Embora intitule-se Contos, esse volume deveria intitular-se Contos e novelas, pois é do que se trata. A obra reúne 25 textos, desde brevíssimas narrativas, como "Os dois consolados", que compreende apenas duas páginas, até "Cândido, ou O Otimismo", que avança por 90 páginas, e que encontram-se submetidos a uma mesma premissa formal, a da alegoria filosófica. Se não foi Voltaire quem inventou o gênero - ele é herdeiro das fábulas morais que se conhecem desde a Alta Antiguidade -, certamente ampliou suas possibilidades. Voltaire usa e abusa do que hoje se chama intertextualidade, do que hoje se pratica como falsa autoria, para expor suas considerações a respeito dos males de sua época, particularmente de sua ojeriza aos desmandos da Igreja Católica, com sua hipocrisia, corrupção e apego ao poder temporal, atrelado à manutenção das massas em profunda ignorância. Para isso, ele genialmente parodia todos, ou quase todos os gêneros romanescos em voga: as narrativas orientais ("Zadig, ou O destino"), o romance picaresco ("História das viagens de Scarmentado - escrita por ele próprio"), a sátira ("Cândido, ou O otimismo"), o conto com fundo moral ("Jeannot e Colin"), o romance indigenista ("O Ingênuo, história verdadeira, tirada dos manuscritos do Padre Quesnel"), a crítica de costumes ("O homem dos quarenta escudos", onde, aliás, cita, modernamente, o seu "Cândido", à pagina 403), as narrativas de viagens ("A princesa de Babilônia"), o romance epistolográfico ("As cartas de Amabed, etc - traduzidas pelo padre Tamponet") e até mesmo antecipa as narrativas de ficção científica "Micrômegas - história filosófica"). Uma injeção de inteligência, de erudição, de bom humor e, principalmente, de capacidade crítica. Saímos do volume iluminados.


Entre aspas:

"Os mais implacáveis ódios não têm comumente raízes mais importantes" (pág. 25)

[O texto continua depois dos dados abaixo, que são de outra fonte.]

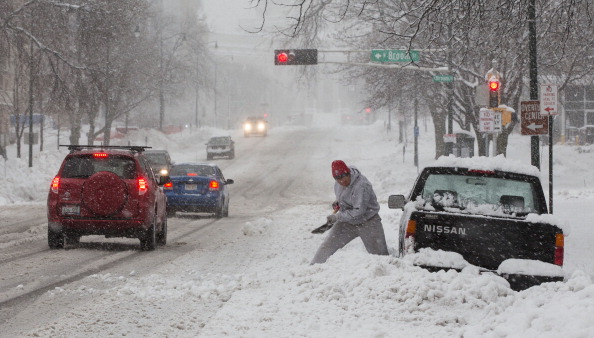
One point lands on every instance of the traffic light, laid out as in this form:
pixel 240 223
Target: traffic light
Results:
pixel 494 93
pixel 296 57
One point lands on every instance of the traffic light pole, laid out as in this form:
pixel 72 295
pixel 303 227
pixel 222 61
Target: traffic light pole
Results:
pixel 535 156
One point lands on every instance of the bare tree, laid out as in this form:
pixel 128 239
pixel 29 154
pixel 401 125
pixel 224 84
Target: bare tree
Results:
pixel 470 34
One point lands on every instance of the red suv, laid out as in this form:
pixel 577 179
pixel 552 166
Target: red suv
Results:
pixel 110 191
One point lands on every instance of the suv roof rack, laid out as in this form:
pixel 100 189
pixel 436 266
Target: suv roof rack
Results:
pixel 78 147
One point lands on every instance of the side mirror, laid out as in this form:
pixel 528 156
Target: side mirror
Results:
pixel 164 180
pixel 396 201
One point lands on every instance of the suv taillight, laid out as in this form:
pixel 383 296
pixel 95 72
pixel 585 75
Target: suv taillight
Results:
pixel 559 249
pixel 55 184
pixel 142 186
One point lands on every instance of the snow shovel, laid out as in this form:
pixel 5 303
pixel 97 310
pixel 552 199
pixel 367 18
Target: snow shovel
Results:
pixel 321 229
pixel 324 227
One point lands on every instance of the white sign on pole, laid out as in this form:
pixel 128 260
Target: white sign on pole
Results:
pixel 496 122
pixel 449 138
pixel 486 121
pixel 548 100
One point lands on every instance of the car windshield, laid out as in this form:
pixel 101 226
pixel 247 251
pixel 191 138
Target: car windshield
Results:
pixel 192 170
pixel 87 165
pixel 460 191
pixel 156 158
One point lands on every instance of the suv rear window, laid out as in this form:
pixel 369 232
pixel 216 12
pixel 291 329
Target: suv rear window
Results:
pixel 87 165
pixel 157 158
pixel 200 170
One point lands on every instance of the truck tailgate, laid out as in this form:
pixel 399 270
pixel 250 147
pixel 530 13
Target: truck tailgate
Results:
pixel 485 241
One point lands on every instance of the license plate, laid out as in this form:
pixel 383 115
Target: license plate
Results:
pixel 70 210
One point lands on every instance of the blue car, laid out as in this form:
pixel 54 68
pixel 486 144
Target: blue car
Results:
pixel 197 187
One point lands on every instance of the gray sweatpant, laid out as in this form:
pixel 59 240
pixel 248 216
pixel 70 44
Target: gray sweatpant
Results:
pixel 341 234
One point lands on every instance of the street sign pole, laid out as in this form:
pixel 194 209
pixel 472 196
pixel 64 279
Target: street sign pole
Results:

"Considere que os fanáticos são mais perigosos do que os velhacos. Jamais se convence um energúmeno; a um velhaco, sim" (pág. 282)

"(...) os homens são supersticiosos por costume e velhacos por instinto" (pág. 291)

"A leitura eleva a alma, e um amigo esclarecido a consola" (pág. 331)

"Muitos bons burgueses, muitas grandes cabeças, que se julgam boas cabeças, dizem, com ar importante, que os livros não servem para nada. Mas não sabem, esses vândalos, que não são governados a não ser por livros? Não sabem que o código civil, o código militar e os Evangelhos são livros dos quais dependem continuamente" (pág. 402)


Avaliação: MUITO BOM

(Fevereiro, 2021)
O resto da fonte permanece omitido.